I continued to go back and forth, trying to unravel that tangle of “I SHOULD do something” vs “I actually WANT to do something”. I’ve been trying to break the “should” habit, choosing to do something because I feel that I SHOULD want to do something has often left me doing things I hate motivated by guilt that I don’t enjoy it more. Did I WANT to go to Spain? I mean, yes, in a perfect world where I’m in excellent health and don’t need to travel with an apothecary and a cpap machine and all the accoutrements of middle-aged living. In a world where plane seats don’t pinch my generous ass and bite my large hips and make me feel like a bad person for Flying while Fat.
I talked myself out of the trip several times. It wasn’t practical. But I kept thinking about those increasingly shrinking circles I kept drawing around my life. I didn’t want to let the crazy, anxious hamster stuck in my head make this choice for me. I wanted to go to Spain with my friends and drink wine and see old things and remember there are other ways to live.

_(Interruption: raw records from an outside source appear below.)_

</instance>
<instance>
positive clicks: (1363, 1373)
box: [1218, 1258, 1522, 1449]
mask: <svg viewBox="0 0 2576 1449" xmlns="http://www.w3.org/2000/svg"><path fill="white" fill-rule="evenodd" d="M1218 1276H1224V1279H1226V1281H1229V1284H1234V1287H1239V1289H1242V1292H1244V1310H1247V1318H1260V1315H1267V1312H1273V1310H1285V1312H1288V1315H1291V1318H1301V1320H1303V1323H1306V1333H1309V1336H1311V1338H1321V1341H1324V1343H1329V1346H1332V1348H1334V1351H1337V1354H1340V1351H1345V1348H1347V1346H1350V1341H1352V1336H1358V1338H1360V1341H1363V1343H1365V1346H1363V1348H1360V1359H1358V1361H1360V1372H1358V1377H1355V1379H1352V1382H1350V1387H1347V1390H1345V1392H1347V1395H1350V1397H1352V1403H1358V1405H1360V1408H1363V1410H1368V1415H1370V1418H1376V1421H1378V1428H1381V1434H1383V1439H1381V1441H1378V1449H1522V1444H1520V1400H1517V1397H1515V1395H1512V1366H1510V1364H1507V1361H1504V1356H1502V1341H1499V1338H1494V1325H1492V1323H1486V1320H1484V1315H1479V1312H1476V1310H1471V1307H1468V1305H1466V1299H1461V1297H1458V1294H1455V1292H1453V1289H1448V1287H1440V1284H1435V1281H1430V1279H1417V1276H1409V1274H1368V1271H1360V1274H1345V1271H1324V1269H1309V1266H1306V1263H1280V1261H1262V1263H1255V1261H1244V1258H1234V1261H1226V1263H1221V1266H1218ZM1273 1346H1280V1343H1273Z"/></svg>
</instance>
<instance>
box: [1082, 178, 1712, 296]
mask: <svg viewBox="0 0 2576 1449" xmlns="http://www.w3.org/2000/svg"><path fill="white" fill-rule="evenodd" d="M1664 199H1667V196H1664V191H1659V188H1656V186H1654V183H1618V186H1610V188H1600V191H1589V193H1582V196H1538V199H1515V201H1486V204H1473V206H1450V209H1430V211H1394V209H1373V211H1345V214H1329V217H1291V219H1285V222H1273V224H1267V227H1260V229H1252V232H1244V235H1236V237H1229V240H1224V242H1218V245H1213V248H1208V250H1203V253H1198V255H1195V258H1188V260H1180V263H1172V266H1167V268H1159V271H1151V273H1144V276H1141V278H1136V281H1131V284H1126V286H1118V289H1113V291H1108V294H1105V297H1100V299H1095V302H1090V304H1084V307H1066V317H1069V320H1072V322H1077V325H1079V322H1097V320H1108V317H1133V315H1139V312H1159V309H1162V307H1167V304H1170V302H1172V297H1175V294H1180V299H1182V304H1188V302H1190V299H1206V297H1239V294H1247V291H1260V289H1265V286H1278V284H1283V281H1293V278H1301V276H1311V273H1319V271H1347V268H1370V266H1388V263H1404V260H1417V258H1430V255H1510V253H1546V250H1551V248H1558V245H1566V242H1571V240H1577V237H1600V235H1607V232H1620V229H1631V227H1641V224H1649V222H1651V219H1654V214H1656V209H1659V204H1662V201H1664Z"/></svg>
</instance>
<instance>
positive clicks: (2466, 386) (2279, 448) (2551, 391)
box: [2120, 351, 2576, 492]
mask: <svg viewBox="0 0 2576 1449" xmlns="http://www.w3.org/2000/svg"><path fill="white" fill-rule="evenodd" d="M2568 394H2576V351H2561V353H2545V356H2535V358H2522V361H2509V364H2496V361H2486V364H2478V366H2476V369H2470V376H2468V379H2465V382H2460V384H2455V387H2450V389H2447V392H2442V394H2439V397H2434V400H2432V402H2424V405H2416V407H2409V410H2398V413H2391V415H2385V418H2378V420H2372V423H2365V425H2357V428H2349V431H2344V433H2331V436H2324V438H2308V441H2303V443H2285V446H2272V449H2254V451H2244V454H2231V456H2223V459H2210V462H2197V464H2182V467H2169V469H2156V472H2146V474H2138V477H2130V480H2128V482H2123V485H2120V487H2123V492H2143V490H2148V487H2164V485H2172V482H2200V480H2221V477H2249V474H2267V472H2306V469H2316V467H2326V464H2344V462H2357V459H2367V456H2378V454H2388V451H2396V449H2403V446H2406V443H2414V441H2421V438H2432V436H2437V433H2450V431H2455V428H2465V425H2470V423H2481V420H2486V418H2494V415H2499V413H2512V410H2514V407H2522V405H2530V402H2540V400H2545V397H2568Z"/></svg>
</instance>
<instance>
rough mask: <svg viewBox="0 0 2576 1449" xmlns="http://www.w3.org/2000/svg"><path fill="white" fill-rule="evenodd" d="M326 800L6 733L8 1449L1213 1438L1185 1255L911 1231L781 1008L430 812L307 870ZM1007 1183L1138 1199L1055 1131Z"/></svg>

There was no perfect moment of clarity. I still think I bought the ticket as much motivated by the SHOULD in my soul as the WANT in my soul. But I bought the ticket and told the gang I was joining them. I bought the ticket in April for a trip that wouldn’t start until late December, confident in the knowledge that I had plenty of time to get in shape and save money and show that worrying hamster that I was still more than capable of flying halfway around the world for fun.